I’m talking, of course, about the real stuff. There are good Port-type wines from down under and, now, even from the good ol’ U.S.A. But, just like real Champagne only comes from the Champagne region of France, real Port comes solely from the Port region of Portugal, in the Douro River Valley.
It was in the Douro River area that British wine merchants in the late 1670s discovered how fortifying relatively simple Douro wines with brandy not only made them “shockproof” for shipping in warm weather, but also resulted in a sweet but powerful wine. As a result, British entrepreneurs essentially invented the Port business, which is why well-known Port has names like Dow, Graham’s, Cockburn, Sandeman, Smith Woodhouse, Taylor Fladgate and Warre’s.
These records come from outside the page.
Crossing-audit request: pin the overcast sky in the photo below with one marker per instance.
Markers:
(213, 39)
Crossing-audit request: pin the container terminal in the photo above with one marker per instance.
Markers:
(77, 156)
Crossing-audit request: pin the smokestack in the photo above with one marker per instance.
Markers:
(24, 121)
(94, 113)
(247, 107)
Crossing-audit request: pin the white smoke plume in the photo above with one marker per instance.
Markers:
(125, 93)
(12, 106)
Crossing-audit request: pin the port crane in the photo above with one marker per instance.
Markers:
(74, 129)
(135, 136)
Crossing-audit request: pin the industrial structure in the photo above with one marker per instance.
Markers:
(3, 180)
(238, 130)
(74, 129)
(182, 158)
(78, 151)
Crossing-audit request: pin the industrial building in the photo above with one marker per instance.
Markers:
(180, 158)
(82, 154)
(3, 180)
For centuries, the Brits made and marketed the stuff, as well as drank most of it. Today, the United States constitutes the world’s biggest market for vintage Port.
Since it’s a fortified wine, Port is relatively high in alcohol—about 20 percent. It’s made primarily with five red grape varieties from the Douro where, amazingly, there are more than 50 types of red grapes grown in a region only 70 miles long. The five grapes most commonly blended to make Port are Tinta Roriz, Touriga Francesa, Tinta Barroca, Tinto Cao and, the most important one, Touriga Nacional. Each grape contributes something unique to every batch of Port: body, floral aromas, color, spiciness, delicacy and the like.
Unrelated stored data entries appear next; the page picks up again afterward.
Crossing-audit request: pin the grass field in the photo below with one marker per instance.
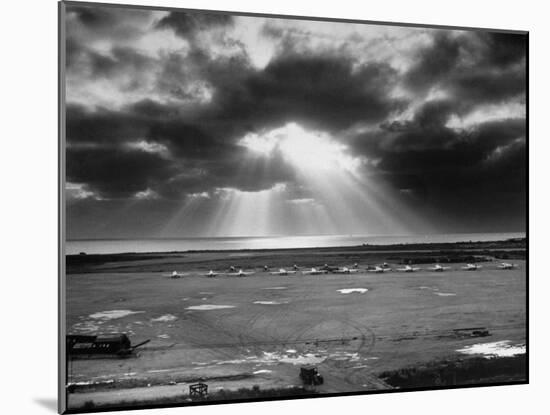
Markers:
(238, 332)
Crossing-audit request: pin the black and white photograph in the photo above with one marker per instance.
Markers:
(265, 207)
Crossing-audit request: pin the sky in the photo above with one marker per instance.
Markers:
(187, 124)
There are 10 styles of Port, including young tawny, aged tawny, vintage character, late-bottled vintage, traditional late-bottled vintage, vintage and single-quinta vintage. There is even white Port, although it’s pretty rare. I’d rather not get too bogged down in a discussion of the differences of each style. My best suggestion is to buy a handful of bottles of Port of differing styles and throw a Port tasting to discover your favorites.
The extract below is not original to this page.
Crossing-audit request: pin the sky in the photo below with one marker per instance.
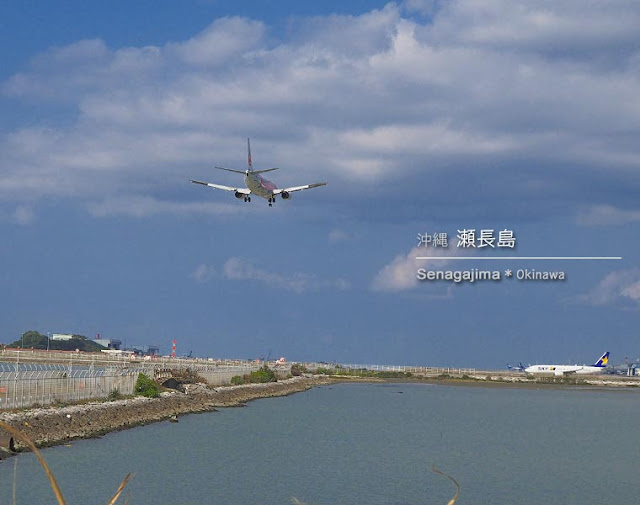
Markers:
(424, 118)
Thankfully, Port is relatively inexpensive. Even vintage Port tends to be cheaper than vintage Champagne. A bottle of Port from the classic, monumental year—probably the best vintage year of the century—of 1963 will set you back $200 to $250. I recently spotted a bottle of 1963 Dow vintage Port for $225, and a Sandeman from the excellent 1997 vintage for $75. Plus, Port can be a good investment; it doesn’t get cheaper with age and can be kept for decades.
I’ve mentioned this before, but my love affair with Port began during graduate school, watching Brideshead Revisited on PBS and going through a period of being a Bertie Wooster wannabe. The best Port I could afford, however, was Fonseca Bin 27. My fondness for Fonseca carries through to today. And, while I wouldn’t turn up my nose at a nice bottle of the 2007 vintage Fonseca Port for $100, I still think that it’s impossible to beat Fonseca’s Bin 27 non-vintage Port, priced at a very tempting $19.95, for everyday sipping. It has characteristics of vintage Port—rich, lush fruit with hints of chocolate, soft tannins and well-balanced acidity—at a decidedly non-vintage price. No need for decanting or any fancy preparation or serving rituals; just pop the cork and enjoy.